Sur la fin de non-recevoir opposée par le ministre de l'intérieur :

2. Il ressort du relevé d'information intégral extrait du système national du permis de conduire de M. B édité le 22 août 2024 que le solde de points du requérant a bénéficié d'une reconstitution totale le 5 octobre 2014, soit postérieurement à la dernière infraction concernée et antérieurement à l'introduction de la requête, en application de l'article L. 223-6 du code de la route. Ainsi, les conclusions de la requête de M. B dirigées contre le refus implicite du ministre de l'intérieur de restituer les points afférents à ces infractions sont irrecevables et doivent, pour ce motif, être rejetées. Par voie de conséquence, les conclusions à fin d'injonction doivent également être rejetées.

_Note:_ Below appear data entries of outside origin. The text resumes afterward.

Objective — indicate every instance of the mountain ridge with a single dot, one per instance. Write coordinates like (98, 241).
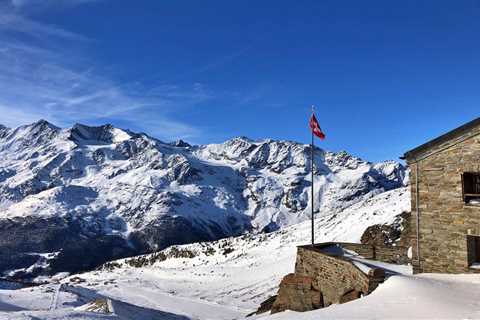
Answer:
(87, 189)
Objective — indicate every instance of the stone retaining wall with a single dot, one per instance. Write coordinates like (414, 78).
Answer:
(321, 280)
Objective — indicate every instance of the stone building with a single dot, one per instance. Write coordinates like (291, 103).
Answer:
(445, 188)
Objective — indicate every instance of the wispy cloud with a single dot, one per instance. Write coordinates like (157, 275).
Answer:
(40, 81)
(38, 5)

Sur les frais liés à l'instance :

3. Dans les circonstances de l'espèce, il n'y a pas lieu de mettre à la charge de l'État, qui n'est pas partie perdante à l'instance, la somme que demande M. B au titre des frais exposés dans le cadre de la présente instance.

D E C I D E :

Article 1er : La requête de M. B est rejetée.

Article 2 : Le présent jugement sera notifié à M. A B et au ministre d'État, ministre de l'intérieur.

Rendu public par mise à disposition au greffe le 31 janvier 2025.

La magistrate désignée,

N. MULLIELa greffière,

H. KELI

La République mande et ordonne au ministre d'État, ministre de l'intérieur en ce qui le concerne ou à tous commissaires de justice à ce requis en ce qui concerne les voies de droit commun contre les parties privées, de pourvoir à l'exécution de la présente décision.